Saturday, June 24, 2017

General Henry Seymour Conway: Elder Statesman, 1768-1784.

I recently added the sixth and final chapter of my doctoral dissertation, “Henry Seymour Conway and the Commons’ Cause, 1719-1784” to the page section of this website. All six chapters as well as a Preface on now on the site. Posting the dissertation on this site has been a labor of love on my part.  The dissertation was completed and accepted by Fordham University long ago in 1972 under the supervision of Ross J. S. Hoffman. Dr. Hoffman was an emeritus Professor and I believe I was one of his last doctoral candidates. Although I went on to other things, I will never forget General Conway, Horace Walpole, or Dr. Hoffman.

Gainsborough: General Conway 

Chapter Six covers the sixteen-year period that began with the end of the Chatham administration in 1768 and ends with Conway’s withdrawal from public life in 1784 at the age of 65 after he failed that year to be nominated for a place in the new Parliament.
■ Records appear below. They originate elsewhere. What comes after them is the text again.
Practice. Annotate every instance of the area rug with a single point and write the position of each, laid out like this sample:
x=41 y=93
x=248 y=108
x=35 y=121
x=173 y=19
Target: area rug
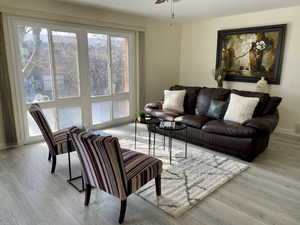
x=187 y=181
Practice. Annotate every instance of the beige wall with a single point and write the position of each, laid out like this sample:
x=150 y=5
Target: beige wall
x=161 y=58
x=162 y=41
x=198 y=56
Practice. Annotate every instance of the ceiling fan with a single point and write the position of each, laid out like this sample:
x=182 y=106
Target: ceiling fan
x=157 y=2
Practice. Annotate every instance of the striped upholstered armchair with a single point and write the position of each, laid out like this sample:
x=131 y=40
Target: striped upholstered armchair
x=59 y=142
x=115 y=171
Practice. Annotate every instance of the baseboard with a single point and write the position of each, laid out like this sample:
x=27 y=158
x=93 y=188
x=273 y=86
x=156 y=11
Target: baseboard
x=287 y=133
x=290 y=132
x=8 y=146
The great central concern of those years was the American war. During this period Conway, known as a friend of America for his role in the repeal of the Stamp Act in 1766, consistently opposed all attempts to coerce the Americans by military force.

However, his vaunted independence meant that he was never considered to be part of any opposition group or party. In fact, his independence made him just the man to move the end of all offensive military operations in America after the disaster at Yorktown. He served briefly in the second Rockingham administration but stayed on after Rockingham’s death in order to secure peace. His actions alienated Whig friends like Charles Fox and Edmund Burke and the formation of the Fox North coalition marked the end of his political career.
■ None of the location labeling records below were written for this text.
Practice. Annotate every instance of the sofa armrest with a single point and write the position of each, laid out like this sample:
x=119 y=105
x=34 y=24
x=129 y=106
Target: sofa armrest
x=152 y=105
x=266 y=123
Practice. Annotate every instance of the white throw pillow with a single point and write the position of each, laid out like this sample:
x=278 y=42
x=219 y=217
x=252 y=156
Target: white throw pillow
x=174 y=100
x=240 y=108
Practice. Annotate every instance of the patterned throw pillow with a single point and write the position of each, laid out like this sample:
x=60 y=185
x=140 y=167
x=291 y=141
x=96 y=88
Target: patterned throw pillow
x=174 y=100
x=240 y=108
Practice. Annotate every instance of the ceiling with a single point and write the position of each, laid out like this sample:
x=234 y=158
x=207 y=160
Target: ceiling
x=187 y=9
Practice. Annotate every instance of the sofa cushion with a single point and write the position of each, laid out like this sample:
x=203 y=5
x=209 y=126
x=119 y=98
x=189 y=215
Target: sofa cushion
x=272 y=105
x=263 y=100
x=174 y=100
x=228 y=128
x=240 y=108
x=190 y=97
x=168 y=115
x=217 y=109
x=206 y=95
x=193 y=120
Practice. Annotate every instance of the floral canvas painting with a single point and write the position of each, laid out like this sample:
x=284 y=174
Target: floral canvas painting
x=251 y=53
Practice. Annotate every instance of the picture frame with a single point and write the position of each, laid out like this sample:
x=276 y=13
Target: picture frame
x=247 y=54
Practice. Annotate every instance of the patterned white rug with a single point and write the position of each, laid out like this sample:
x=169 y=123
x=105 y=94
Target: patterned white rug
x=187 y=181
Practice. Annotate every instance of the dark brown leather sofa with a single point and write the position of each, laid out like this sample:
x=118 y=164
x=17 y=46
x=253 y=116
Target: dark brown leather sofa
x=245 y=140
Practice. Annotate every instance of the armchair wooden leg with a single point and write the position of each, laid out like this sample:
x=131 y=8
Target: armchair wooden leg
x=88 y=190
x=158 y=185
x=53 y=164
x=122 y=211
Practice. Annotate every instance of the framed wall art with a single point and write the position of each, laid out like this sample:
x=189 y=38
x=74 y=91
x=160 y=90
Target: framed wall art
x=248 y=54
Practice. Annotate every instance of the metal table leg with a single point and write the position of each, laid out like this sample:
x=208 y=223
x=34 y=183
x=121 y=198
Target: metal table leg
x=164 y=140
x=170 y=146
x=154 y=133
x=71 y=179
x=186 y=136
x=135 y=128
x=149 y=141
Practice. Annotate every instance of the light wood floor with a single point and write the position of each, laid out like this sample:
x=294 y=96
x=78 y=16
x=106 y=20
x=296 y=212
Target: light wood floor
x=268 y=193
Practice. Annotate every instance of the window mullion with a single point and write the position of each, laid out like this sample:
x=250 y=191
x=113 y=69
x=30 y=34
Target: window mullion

In retirement he was free for the last ten years of his life to concern himself with a variety of other interests. In her edition of the works of Horace Walpole, Conway's famous cousin and friend, Mary Berry penned this little appreciation of General Conway in retirement.
It is only those who…have had the opportunity of penetrating into the most secret motives of his public conduct, and the inmost recesses of his private life, that can do real justice to the unsullied purity of his character—who like the editor saw and knew him in the evening of his days, retired from the honourable activity of a soldier and a statesman to the calm enjoyment of private life, happy in the resources of his own mind, and in the cultivation of useful science in the bosom of domestic peace—unenriched by pensions or places, undistinguished by titles or ribbons, unsophisticated by public life and unwearied by retirement.[1]
As an avid chess player, I was happy to discover recently that one of his favorite activities was chess. Some of his games can still be found online. One was a loss to the great French master, Philidor.

[1] The Works of Horatio Walpole, Earl of Orford, (5 vols.; London, 1798), I, XVIII.